Jasmin-Isabel Kühne

Künstler arbeiten hart an ihrer Performance, meist nicht nach Tarif und leben für den Moment, in dem das Publikum ihnen applaudiert. Wie viele tausend Übungsstunden, wieviel Können, wie viel Brillanz und wie viel Durchsetzungsvermögen gingen verloren, wenn man die Kunst und die Künstler in der Krise sich alleine überließe? Wenn sie sich gezwungen sähen, auf E-Commerce umzuschulen oder als Quereinsteiger in die Intensivpflege zu gehen – auch wenn das Applausbedürfnis beim ersten Lockdown beim Krankenhauspersonal ein Ventil suchte und fand. Vier Monate vor dem ersten Lockdown hatte die Harfenistin Jasmin-Isabel Kühne ihre Festanstellung bei einem Orchester gekündigt und sich für einen Umzug nach Düsseldorf und eine Solokarriere als Profi-Musikerin und Solo-Selbstständige entschieden. Nach einem Jahr mit Corona zieht sie Bilanz.
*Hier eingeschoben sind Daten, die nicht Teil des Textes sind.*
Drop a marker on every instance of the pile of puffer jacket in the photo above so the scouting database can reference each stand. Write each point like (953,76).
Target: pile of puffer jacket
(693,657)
Warum haben Sie Ihre Solo-Karriere in
Düsseldorf gestartet?

Ich habe einen einzigen Abend im Wirtschaftsclub gespielt und fand die Stadt einfach nur schön. Für mich stand fest, wenn ich es in der Hand habe, dann will ich hier leben. Ich kannte vorher nur drei Menschen in Düsseldorf, die mich aber sehr motiviert haben, hierhin zu ziehen und die auch von Anfang an immer für mich da waren. Ich habe dann eine Wohnung in Golzheim gefunden und fühlte mich direkt heimisch. Ich liebe den Rhein, jogge zwischen Theodor Heuss- und Kniebrücke, radle nach Kaiserswerth und gehe am liebsten im Rocaille in Derendorf essen. 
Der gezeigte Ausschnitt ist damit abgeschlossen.